In the Eight Limbs of Yoga found in the Yoga Sutras, Patanjali considered the Yamas the great, mighty and universal vows. He instructs us that they should be practised on all levels (actions, words, and thoughts) and that are not confined to class, place, time or concept of duty.
The practice of the Eight Limbs of Yoga is referred to as practicing raja yoga, or the Royal Path, named to distinguish the practice from hatha yoga, which came later. Raja yoga creates stillness and contemplation as the path unfolds throughout the eight limbs which then folds back to the first couple of verses in the sutras.
Yoga was intended to be an entire lifestyle and way of living, asanas were not even a part of what the originator intended.
aparigraha-sthairye janma-kathanta sambodhah
The above sutra is interpreted as: “The permanent reign of non-covetousness (aparigraha) engenders knowledge concerning the goal of earthly life.”

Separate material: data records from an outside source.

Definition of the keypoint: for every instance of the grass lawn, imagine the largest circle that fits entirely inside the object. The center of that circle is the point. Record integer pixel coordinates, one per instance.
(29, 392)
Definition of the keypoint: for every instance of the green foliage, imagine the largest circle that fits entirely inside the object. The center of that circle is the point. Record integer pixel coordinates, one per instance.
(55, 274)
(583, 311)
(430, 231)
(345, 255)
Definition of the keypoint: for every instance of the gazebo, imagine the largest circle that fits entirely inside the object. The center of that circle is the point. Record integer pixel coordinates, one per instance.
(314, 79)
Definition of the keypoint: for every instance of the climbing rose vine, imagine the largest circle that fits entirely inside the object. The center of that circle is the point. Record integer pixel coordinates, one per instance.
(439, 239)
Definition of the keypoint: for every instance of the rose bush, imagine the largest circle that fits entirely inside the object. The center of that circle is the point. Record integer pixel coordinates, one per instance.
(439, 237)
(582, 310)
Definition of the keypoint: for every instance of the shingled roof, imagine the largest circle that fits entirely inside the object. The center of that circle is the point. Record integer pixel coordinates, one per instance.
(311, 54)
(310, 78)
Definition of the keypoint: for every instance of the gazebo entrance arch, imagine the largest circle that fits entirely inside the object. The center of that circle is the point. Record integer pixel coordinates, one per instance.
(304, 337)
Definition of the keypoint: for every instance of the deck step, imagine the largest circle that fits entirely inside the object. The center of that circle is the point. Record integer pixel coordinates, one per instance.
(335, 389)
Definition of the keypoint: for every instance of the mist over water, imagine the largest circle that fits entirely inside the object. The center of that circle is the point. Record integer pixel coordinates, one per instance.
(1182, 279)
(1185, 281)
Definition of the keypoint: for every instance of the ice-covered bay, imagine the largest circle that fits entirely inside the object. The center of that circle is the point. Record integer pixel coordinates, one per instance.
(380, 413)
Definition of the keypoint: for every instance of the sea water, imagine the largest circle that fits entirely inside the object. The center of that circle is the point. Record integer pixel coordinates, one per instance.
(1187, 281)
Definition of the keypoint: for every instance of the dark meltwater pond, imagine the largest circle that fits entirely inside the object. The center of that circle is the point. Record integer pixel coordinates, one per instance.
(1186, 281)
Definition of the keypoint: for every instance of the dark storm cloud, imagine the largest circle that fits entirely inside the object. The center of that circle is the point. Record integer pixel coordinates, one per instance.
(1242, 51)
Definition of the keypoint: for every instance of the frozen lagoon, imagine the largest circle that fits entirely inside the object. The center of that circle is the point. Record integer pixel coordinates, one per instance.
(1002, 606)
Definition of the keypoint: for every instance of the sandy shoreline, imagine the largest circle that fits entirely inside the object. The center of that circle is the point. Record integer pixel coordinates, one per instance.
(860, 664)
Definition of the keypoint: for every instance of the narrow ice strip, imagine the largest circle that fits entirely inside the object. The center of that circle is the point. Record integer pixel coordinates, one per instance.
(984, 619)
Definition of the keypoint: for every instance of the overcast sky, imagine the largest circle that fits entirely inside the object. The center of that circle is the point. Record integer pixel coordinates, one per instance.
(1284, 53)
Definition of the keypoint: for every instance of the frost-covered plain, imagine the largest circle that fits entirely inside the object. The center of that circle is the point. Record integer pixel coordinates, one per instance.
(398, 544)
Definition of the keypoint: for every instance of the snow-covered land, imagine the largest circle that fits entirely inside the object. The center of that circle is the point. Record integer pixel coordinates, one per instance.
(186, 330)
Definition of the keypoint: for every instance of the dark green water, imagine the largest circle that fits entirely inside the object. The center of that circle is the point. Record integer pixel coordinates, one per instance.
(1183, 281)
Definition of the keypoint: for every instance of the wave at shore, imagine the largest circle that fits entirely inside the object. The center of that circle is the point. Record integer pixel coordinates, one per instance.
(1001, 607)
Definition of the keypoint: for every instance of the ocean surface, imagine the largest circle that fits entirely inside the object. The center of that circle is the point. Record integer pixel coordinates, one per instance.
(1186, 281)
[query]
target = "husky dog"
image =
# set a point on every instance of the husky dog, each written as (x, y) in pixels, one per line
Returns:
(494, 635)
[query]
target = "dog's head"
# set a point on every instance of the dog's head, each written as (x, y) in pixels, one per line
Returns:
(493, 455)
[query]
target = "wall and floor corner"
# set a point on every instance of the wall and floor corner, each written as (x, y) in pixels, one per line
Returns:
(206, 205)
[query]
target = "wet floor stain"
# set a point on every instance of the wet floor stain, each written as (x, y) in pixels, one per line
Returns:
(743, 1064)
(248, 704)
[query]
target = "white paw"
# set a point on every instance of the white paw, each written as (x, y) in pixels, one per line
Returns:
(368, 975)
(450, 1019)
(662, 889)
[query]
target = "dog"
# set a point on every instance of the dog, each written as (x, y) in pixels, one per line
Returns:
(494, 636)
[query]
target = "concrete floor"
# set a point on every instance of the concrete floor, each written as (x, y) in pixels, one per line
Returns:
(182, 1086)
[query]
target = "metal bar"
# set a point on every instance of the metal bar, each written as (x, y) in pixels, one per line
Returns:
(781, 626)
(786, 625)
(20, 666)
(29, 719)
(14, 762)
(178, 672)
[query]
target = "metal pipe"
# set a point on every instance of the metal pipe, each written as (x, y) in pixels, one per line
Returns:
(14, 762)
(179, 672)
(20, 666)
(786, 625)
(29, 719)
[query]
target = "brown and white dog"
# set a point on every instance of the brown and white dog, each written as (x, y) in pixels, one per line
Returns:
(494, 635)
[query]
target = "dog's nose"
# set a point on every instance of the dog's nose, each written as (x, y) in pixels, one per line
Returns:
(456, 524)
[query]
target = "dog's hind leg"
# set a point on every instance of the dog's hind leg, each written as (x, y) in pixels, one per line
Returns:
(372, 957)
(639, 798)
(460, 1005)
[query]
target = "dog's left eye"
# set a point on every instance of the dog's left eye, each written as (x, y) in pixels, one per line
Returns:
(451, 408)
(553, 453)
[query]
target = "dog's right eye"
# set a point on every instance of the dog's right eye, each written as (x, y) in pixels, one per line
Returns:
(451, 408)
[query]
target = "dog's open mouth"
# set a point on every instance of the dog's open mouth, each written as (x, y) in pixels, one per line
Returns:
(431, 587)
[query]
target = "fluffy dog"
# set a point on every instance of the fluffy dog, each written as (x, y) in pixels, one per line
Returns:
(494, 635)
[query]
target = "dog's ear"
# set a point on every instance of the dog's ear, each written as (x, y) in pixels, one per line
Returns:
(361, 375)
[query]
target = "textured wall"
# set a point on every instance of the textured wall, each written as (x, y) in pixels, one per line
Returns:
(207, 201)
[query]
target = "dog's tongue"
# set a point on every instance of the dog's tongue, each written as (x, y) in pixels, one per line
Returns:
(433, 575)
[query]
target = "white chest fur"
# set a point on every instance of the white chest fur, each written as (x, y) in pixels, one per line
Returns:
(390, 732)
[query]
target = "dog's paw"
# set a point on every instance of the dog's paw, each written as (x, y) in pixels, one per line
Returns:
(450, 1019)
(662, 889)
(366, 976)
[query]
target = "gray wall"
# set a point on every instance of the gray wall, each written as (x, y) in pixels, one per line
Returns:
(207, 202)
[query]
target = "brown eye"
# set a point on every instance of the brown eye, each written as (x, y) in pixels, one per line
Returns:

Aparigraha is actually one of the central teachings in the Yogic text of the Bhagavad Gita, in which Krishna shares one of the teachings that could perhaps be the most important lesson of all to learn:”Let your concern be with the action alone, and never with the fruits of action.Do not let the results of your action be your motive, and do not be attached to inaction” – Krishna. What Krishna is essentially saying here, is that we should never concern ourselves with the outcome of a situation, we should only concern ourselves with what we’re actually doing right now as we work towards that outcome.